Reduce dal successo di Notturno, presentato alla 77° Mostra d'Arte Cinematografica di Venezia, Gianfranco Rosi sbarca alla Festa del Cinema di Roma, dove incontra il pubblico e ripercorre alcune delle tappe fondamentali della sua carriera. La chiacchierata con Antonio Monda, nell'ambito della serie di Incontri Ravvicinati che da anni animano la manifestazione capitolina, scorre tra le sequenze di alcuni dei suoi lavori più significativi e frammenti di film italiani che lo hanno influenzato. Venezia lo aveva consacrato nel 2013 con un Leone d'Oro a Sacro Gra, lo stesso non ha fatto, generando pure qualche polemica, con il suo ultimo documentario, girato per tre anni tra Siria, Iraq, Kurdistan e Libano. "Prima di girare Notturno ci sono voluti tre anni e sei mesi di ricerca", racconta. Una delle scene forse più strazianti e commoventi del film, quella di una madre che nel buio di una stanza ascolta i messaggi vocali di sua figlia ancora oggi prigioniera dell'Isis, è il frutto di uno dei suoi primi incontri in quei territori.
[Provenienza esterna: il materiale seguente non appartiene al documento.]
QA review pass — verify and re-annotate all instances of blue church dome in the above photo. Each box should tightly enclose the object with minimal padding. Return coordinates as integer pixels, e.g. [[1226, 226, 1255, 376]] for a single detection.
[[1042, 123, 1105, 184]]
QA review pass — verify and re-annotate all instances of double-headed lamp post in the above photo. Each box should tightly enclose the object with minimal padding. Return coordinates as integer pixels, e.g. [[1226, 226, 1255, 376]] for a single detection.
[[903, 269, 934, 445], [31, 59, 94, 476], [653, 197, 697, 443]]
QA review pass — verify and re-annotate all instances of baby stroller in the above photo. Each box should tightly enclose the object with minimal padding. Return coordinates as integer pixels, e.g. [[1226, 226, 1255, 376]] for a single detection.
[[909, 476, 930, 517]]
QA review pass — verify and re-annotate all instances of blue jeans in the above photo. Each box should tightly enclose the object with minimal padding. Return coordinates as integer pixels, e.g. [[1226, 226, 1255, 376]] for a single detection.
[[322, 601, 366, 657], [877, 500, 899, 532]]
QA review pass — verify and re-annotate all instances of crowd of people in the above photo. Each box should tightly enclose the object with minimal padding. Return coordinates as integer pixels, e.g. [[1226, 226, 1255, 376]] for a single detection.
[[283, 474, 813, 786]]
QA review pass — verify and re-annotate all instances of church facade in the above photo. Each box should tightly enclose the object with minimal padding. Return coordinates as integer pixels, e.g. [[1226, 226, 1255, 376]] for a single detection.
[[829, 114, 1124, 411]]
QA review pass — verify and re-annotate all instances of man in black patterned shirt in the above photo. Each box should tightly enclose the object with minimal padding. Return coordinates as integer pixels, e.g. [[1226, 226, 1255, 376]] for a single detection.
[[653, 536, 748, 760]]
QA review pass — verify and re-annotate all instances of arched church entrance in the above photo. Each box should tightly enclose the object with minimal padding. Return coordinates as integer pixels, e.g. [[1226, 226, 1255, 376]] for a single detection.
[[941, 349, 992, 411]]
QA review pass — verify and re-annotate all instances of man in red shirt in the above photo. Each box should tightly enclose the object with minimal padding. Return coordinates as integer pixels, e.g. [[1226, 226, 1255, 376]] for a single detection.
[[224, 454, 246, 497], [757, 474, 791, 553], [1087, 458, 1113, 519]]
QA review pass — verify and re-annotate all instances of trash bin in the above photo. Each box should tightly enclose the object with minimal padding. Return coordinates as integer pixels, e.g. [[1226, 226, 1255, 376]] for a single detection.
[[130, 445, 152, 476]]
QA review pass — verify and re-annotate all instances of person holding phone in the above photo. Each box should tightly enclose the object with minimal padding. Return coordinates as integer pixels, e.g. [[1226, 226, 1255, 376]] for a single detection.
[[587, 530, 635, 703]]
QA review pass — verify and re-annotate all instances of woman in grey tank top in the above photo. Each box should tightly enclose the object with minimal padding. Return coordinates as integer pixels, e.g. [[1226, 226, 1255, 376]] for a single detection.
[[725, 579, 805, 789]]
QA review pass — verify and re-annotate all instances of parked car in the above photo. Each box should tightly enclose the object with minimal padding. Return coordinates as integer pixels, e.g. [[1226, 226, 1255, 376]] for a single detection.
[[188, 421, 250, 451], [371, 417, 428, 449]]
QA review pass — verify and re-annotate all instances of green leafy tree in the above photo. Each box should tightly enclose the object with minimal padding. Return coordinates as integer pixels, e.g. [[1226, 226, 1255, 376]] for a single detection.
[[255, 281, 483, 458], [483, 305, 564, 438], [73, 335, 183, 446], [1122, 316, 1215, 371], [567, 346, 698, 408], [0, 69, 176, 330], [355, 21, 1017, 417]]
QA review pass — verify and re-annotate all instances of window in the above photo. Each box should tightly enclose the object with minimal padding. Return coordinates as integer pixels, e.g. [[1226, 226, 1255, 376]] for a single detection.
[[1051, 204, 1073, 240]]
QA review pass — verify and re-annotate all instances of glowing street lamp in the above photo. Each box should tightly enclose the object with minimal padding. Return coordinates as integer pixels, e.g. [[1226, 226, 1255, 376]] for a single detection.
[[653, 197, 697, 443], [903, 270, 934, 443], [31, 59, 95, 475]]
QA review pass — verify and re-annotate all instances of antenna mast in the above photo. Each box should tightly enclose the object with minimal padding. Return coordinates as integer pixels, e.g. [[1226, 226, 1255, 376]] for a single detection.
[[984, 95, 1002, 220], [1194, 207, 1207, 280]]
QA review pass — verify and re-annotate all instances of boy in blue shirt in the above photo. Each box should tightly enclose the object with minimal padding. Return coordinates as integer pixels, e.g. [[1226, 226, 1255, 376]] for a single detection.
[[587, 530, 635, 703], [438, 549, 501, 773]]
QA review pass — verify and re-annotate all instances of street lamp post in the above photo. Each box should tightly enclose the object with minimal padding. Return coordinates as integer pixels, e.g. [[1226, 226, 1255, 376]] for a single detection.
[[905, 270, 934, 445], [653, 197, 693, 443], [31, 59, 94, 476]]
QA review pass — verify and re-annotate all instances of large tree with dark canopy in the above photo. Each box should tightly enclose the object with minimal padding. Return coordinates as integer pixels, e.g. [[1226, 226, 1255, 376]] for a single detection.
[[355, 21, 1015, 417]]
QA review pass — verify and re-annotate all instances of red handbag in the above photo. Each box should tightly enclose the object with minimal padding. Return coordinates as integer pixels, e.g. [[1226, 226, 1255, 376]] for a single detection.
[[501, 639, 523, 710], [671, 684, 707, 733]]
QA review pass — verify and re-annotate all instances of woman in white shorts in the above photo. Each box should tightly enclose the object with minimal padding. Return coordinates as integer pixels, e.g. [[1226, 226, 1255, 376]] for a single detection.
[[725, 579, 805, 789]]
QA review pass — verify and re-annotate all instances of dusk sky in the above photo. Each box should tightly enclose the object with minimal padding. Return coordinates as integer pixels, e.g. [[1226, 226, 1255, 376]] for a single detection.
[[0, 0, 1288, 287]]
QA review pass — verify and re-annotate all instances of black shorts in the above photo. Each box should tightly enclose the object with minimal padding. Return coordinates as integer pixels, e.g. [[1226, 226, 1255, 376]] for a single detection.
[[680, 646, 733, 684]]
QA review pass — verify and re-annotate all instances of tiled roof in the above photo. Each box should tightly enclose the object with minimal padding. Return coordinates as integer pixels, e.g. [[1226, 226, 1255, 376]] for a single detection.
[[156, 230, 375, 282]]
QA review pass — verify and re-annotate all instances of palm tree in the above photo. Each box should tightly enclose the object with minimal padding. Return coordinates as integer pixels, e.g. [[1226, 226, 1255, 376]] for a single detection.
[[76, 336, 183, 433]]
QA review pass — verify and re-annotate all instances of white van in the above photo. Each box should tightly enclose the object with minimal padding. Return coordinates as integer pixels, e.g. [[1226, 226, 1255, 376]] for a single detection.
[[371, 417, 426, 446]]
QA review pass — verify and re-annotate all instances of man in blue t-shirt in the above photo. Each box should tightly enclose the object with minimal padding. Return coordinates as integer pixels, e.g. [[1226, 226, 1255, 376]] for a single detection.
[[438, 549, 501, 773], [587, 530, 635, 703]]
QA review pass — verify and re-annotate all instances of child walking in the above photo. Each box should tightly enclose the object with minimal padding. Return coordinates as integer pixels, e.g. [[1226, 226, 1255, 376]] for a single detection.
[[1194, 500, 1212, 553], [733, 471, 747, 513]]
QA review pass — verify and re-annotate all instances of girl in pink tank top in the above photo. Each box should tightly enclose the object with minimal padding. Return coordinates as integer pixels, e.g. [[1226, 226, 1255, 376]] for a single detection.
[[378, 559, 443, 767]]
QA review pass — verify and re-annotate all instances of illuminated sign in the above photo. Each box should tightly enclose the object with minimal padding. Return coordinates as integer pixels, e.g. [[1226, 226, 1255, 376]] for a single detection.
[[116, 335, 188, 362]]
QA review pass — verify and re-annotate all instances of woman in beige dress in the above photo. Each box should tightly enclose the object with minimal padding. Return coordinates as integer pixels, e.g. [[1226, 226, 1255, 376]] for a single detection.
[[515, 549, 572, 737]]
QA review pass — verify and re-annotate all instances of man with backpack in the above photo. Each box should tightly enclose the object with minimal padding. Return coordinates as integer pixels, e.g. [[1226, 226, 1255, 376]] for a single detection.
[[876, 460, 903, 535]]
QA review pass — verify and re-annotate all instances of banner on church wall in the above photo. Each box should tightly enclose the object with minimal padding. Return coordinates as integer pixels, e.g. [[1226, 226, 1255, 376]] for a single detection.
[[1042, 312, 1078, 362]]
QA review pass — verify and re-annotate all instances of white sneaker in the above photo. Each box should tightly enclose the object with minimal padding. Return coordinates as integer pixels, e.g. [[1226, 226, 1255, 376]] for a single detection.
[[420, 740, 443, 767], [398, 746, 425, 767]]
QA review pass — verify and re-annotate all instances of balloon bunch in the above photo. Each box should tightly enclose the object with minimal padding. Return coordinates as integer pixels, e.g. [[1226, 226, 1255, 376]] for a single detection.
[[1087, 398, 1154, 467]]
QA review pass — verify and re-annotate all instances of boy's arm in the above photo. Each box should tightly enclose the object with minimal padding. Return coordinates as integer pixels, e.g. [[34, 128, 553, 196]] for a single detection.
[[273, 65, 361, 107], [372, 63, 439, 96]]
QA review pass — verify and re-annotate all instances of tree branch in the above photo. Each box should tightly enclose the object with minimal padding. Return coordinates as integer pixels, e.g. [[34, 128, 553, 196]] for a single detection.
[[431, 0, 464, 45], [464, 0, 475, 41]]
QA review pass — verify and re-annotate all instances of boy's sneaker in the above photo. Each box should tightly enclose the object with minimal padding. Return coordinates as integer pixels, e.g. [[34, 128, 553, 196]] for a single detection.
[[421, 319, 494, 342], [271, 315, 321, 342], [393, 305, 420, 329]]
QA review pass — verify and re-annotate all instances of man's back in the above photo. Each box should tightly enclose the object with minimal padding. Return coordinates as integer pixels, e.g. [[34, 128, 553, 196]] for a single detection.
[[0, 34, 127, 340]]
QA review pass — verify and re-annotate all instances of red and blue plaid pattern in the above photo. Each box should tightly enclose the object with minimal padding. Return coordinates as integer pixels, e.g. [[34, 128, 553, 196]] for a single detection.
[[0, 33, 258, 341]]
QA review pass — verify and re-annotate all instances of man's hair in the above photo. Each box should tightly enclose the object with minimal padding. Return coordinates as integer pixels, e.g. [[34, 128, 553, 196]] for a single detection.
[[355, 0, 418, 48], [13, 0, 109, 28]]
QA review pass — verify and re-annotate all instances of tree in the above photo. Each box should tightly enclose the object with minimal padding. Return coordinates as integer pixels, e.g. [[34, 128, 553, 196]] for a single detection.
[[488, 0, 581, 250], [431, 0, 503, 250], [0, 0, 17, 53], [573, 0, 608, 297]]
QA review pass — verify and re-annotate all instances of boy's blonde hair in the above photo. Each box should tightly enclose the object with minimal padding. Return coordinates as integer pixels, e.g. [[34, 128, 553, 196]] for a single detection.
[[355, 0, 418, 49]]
"Il marito della donna mi raccontò la sua storia e mi fece ascoltare quella voce, sono quattro ore di registrazione. Lui non voleva assolutamente apparire quindi non avevo idea di come girare la scena, ci perdemmo di vista e passò del tempo. Quando tornai si era risposato, ma volle lasciarmi quel telefono: non voleva più avere nulla a che fare con quella famiglia, mi disse solo che la madre della ragazza era stata liberata e si trovava a Stoccarda". Al suo rientro Rosi decide di raggiungerla: "La incontro, le do il telefono e le faccio ascoltare i messaggi. Quando le chiedo di filmare accetta. Quella scena è nata così, a distanza di due o tre anni da quando tutto era iniziato. La luce è unicamente quella del telefono, volevo che quella stanza diventasse uno spazio fuori dal tempo, spensi tutte le luci che c'erano".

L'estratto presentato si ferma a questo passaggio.